Entertainment

Rivals review: Jilly Cooper’s ‘bonkbuster’ novel is brilliantly brought to the small screen by Disney+

It’s just the right side of silliness to make perfect escapist television

Rupert Campbell Black MP is a bounder and a cad
Rupert Campbell-Black MP is a bounder and a cad

It may be the kind of book you’d turn your nose up at the airport, but this Disney adaptation of an 80s classic may have a new generation on the pool lounger with a Jilly Cooper novel in hand.

Rivals, based on Cooper’s 1986 book, is astounding good fun and manages to stay just the right side of silliness to make perfect escapist television.

There’s a genius that makes a tiny number of these type of dramas work, while most others fall into the embarrassing category.

Think how awful Dirty Dancing and Grease might have been without brilliant casting, writing and a touch of something mysterious.

Rivals has this in spades and repeatedly had me laughing out loud.

The cast is great.

Alex Hassell as the gorgeous cad, Rupert Campbell-Black MP, Aidan Turner as the whiskey drinking Irish TV interviewer Declan O’Hara, Victoria Smurfit plays his highly sexed wife Maud, Emily Atack is everybody’s bit on the side and Danny Dyer is the self-made millionaire, the likeable Freddie.

They all reside in Rutshire, a toffs’ paradise of sex, politics, adultery, hunting, shooting, champagne and big houses, appropriately named by Cooper for a series of her ‘bonkbuster’ books.

Danny Dyer as electronics mogul Fred, and Lizzie
Danny Dyer as electronics mogul Fred, and Lizzie

It opens with Rupert joining the mile high club with his journalist girlfriend on Concorde on the way back from New York.

Also on the flight is his nemesis, Lord Tony Baddingham (David Tennant) who owns a UK television franchise and is cock-a-hoop after poaching hotshot American producer Cameron Cook from NBC.

Obviously, he’s having an unlikely affair with Cook but that’s a bonus, the real motivation is TV success.

And all begins to fall into place when he finally manages to persuade O’Hara, an acerbic ‘real’ journalist at the BBC, to come on board with Cook as his producer.

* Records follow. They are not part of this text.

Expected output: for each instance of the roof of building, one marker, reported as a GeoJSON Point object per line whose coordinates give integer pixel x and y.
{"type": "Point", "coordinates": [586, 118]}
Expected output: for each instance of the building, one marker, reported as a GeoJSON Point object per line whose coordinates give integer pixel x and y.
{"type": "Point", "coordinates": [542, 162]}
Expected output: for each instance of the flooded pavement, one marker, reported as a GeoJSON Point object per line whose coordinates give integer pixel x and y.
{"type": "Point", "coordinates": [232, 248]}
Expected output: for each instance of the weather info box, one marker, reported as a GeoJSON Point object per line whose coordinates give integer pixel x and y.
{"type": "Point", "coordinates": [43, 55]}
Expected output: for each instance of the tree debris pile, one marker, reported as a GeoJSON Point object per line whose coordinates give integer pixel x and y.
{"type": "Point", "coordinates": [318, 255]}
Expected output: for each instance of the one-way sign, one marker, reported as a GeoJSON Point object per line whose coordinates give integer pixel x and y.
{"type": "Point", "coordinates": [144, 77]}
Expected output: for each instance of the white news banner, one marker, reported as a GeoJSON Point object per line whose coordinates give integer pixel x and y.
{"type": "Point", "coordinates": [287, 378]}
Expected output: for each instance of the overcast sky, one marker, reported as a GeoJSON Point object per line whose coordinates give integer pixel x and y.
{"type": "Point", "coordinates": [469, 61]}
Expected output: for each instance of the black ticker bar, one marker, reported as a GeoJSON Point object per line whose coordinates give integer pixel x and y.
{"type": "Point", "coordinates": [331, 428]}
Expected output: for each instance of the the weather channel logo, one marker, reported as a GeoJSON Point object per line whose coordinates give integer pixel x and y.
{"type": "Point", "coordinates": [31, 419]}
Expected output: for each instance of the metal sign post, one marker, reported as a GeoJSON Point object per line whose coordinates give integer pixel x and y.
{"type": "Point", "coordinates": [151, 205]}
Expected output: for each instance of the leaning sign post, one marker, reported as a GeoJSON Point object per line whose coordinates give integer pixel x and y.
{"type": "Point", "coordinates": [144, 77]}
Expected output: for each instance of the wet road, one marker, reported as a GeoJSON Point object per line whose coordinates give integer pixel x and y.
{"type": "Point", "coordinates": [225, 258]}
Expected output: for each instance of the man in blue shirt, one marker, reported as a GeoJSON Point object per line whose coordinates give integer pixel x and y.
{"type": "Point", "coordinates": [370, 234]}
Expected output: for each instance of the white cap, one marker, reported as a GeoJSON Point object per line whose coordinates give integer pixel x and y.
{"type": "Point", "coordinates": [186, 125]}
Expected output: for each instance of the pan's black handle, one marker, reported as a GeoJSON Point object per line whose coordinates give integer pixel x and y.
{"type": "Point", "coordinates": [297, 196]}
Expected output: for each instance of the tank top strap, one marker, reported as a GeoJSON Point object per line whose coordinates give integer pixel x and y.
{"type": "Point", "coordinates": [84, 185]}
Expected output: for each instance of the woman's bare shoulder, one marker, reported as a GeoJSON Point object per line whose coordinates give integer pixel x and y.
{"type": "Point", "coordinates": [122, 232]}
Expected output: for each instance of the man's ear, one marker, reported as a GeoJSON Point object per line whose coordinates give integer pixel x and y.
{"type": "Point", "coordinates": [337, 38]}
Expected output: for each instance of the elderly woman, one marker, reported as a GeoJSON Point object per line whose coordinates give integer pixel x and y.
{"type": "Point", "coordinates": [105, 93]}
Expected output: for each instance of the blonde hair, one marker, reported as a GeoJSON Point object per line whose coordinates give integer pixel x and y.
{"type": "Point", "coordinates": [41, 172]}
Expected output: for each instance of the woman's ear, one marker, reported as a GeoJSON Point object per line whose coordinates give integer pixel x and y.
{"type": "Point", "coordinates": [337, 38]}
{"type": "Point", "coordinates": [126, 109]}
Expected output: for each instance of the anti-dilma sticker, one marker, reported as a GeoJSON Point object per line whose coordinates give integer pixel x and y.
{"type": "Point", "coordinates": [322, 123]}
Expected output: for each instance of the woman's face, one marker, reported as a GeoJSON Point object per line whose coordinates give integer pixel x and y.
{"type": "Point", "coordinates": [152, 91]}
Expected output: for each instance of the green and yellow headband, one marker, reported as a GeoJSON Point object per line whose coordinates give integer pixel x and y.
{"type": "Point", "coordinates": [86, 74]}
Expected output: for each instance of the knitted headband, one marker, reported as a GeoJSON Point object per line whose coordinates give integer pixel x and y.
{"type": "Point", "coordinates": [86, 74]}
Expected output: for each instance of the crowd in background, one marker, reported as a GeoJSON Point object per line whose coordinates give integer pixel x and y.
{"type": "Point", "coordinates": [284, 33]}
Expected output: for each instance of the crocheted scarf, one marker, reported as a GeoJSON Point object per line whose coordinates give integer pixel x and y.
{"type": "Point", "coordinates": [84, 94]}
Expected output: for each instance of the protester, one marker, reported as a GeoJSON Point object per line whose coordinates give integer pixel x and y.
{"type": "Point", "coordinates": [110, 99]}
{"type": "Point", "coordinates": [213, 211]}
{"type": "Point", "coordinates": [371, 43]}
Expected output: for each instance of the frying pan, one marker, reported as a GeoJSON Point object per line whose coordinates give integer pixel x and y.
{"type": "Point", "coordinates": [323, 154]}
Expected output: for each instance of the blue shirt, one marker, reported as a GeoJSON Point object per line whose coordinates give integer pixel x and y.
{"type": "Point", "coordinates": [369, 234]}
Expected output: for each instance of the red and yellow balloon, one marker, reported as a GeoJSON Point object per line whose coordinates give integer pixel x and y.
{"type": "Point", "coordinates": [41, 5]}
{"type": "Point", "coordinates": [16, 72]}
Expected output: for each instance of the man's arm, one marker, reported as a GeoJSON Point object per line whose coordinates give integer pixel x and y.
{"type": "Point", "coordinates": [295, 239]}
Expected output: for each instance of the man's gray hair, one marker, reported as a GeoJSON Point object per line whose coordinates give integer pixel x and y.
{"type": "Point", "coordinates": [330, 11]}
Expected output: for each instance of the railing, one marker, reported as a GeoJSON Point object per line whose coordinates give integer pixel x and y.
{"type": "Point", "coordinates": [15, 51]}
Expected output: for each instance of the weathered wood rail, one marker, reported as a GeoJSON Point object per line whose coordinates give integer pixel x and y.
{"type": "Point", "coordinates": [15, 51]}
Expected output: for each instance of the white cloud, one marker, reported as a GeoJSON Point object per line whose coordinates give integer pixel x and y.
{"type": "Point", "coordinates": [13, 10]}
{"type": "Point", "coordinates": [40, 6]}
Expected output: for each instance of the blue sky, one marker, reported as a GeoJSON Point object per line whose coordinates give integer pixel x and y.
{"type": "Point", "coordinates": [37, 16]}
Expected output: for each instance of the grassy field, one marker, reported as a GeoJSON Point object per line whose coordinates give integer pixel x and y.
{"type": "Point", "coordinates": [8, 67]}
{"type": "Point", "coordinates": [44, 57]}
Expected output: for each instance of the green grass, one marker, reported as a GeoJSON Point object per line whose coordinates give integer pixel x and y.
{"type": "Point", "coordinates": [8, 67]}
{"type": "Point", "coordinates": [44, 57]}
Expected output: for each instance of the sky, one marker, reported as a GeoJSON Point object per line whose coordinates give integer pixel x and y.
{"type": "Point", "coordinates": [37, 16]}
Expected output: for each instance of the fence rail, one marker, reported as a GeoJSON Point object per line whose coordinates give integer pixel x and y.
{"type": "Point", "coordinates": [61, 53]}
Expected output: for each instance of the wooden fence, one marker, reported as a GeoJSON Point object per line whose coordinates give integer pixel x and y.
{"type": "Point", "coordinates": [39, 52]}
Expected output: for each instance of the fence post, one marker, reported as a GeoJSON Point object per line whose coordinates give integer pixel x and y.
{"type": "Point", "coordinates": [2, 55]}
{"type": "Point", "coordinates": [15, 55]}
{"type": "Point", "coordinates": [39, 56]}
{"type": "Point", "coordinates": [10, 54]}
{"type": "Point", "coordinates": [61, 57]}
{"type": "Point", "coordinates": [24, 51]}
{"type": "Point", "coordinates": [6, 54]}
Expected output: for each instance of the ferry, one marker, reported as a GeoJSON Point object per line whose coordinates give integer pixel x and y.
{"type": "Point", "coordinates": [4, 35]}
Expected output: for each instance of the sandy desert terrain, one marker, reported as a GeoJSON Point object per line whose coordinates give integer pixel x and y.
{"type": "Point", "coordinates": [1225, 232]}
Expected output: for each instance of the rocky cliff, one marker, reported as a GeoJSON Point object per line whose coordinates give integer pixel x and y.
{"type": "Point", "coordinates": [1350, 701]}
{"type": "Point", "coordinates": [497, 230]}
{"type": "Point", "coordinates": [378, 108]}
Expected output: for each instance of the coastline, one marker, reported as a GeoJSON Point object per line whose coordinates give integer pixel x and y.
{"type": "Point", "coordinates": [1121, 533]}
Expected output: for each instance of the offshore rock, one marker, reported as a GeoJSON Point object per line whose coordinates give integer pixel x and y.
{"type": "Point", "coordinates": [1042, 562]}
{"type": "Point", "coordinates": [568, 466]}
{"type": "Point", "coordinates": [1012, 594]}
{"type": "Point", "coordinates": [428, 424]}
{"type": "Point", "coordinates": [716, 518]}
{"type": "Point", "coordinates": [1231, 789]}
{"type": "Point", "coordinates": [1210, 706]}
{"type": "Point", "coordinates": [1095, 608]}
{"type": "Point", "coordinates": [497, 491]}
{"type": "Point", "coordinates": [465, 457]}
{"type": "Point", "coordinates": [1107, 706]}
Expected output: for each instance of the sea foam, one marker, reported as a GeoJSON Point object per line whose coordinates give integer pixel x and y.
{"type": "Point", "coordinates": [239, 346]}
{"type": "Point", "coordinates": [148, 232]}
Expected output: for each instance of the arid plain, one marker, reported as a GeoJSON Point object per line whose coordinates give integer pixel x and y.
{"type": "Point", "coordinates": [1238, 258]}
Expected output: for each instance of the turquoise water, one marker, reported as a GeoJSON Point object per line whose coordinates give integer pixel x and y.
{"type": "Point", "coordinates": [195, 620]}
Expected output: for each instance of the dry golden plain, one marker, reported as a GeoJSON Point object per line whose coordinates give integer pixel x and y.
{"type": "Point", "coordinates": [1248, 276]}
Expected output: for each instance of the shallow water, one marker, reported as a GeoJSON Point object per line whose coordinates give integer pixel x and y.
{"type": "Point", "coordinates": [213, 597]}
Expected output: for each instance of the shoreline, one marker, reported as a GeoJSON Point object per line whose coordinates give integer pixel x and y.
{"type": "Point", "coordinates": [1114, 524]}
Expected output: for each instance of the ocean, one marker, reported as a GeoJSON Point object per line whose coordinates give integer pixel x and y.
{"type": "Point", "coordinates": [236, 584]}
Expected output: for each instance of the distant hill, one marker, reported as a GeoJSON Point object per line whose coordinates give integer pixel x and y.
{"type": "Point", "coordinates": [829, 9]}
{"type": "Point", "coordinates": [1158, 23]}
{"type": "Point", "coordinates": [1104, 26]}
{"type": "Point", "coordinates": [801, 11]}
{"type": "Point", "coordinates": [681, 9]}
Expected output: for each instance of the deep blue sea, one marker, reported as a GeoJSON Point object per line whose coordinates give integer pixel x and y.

Then we’re into the world of Rutshire, where the privileged want to be Conservative MPs, the entitled men are handsy and the new money is to be mocked.



There’s helicopters, croquet and naked tennis, a thing it seems among the 1980s upper-class.

The O’Haras weren’t brought up with naked tennis. They are very much the outsiders. They’re living in a big house paid for by Baddingham but are secretly in debt.

Declan’s desperate for fame and success and hates Tory toffs. Maud is angry that she’s had to leave London and finds herself desperate to land Rupert while her husband is working all the hours of the day.

Rupert and Declan face off on his chat show
Rupert and Declan face off on his chat show

His eldest daughter Agatha (Bella MacLean) knows that Rupert is a bounder but also finds herself drawn into his powerful magnetic field. She fantasies that he loves her and manages to see the good in him despite an outrageous grope at the dinner table.

Danny Dyer is perfect as electronics mogul Freddie (his tasteless wife calls him ‘Fred Fred’ for some reason) who’s been wooed by the Rutshire set to invest in their businesses.

He pulls out of an offer to sit on Baddington’s board after he catches them mocking his wife. Although, he has taken a shine to Lizzie the most normal of the group, who’s unhappily married to James, a presenter at the TV station who resents that his star if fading following the arrival of Declan.

At the centre of the drama is the clash between the polar opposites of Rupert and Declan which comes to a head in episode four when the MP and minister for culture in Thatcher’s government agrees to be a guest on O’Hara’s show.

Agatha begs her father not to destroy him with tales of affairs, unknown children and God knows what else. Declan tells her to grow up and beams at the thought of the secret evidence stashed in his pocket.